Clunk Werclick wrote:
> Howdie;
>
> I'm starting to see plenty of these and they are new to us:
>
> zgrep "address not listed" /var/log/mail.info
> Sep  3 05:26:59 ....: warning: 222.252.239.56: address not listed for
> hostname localhost
> dig -x 222.252.239.56
>
> ...
> ;; QUESTION SECTION:
> ;56.239.252.222.in-addr.arpa. IN PTR
>
> ;; ANSWER SECTION:
> 56.239.252.222.in-addr.arpa. 83651 IN PTR localhost.
> ...
>
> Taking to one side the various RBL's which are catching these, and not
> going the whole 'PTR must match' route - would it be practical to craft
> a 10 point rule based on PTR = localhost?

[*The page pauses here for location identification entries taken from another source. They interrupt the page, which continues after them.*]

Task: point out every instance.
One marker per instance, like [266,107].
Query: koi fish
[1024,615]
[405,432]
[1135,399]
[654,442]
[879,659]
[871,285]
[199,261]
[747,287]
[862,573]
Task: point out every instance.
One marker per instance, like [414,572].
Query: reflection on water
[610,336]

Is it even possible to build a
> rule based upon DNS returns?
>
> Forgive the stupidity of the question, but I'm not sure how to, or even
> if it can be implemented?
Not without writing a plugin. Although if your MTA inserts a "may be
forged" note into the Received: headers, SA will pick up on this.

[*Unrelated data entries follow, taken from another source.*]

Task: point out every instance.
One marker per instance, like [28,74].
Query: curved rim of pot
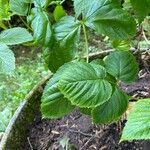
[38,88]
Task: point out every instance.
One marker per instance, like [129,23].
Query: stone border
[23,117]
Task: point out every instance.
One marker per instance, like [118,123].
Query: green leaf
[111,110]
[41,26]
[122,65]
[59,12]
[63,48]
[142,8]
[19,7]
[15,36]
[121,45]
[114,22]
[67,30]
[7,59]
[86,111]
[138,124]
[39,3]
[88,7]
[84,84]
[54,105]
[4,10]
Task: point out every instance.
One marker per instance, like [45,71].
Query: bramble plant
[92,86]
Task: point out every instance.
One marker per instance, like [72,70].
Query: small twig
[31,147]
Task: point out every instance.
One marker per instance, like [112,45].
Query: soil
[78,133]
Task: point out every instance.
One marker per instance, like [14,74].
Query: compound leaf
[142,8]
[84,85]
[41,26]
[4,10]
[19,7]
[122,64]
[138,124]
[14,36]
[54,105]
[63,48]
[111,110]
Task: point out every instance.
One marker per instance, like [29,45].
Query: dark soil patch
[81,133]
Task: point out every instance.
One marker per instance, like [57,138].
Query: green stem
[29,28]
[29,11]
[86,43]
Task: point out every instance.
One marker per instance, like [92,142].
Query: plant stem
[29,28]
[86,43]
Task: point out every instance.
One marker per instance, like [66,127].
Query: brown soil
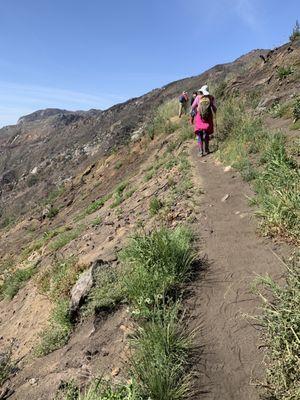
[222,300]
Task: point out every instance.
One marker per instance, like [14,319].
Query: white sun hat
[204,90]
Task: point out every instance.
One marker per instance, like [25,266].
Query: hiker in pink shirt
[204,105]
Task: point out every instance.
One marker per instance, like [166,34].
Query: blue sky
[77,54]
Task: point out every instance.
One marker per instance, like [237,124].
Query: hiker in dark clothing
[183,103]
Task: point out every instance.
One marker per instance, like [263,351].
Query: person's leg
[206,142]
[200,141]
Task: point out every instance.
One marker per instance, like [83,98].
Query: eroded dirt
[222,302]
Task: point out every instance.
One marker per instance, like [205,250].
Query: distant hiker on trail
[183,103]
[193,112]
[204,105]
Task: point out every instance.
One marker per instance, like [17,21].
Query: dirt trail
[231,358]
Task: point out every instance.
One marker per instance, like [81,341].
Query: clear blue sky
[81,54]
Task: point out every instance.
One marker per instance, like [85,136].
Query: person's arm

Generally speaking, SA does not perform A record lookups of anything
that could be spammer-provided, neither hosts in URLs nor Received:
hosts. Doing so posses a potential security risk. (NS record queries are
performed, but not A).

Attack vectors include:

1) malicious insertion of hosts that are slow-to-resolve, forcing a DNS
timeout, thus slowing down mail processing. A small flood of such
messages (each with different hostnames) could readily occupy all your
spamd children. Spamd does not have sufficient cross child co-ordination
to implement countermeasures, and anyone using the API or "spamassassin"
script would have to roll their own.

2) there is the potential to abuse chosen queries to facilitate DNS
cache poisoning attacks, on servers that are vulnerable.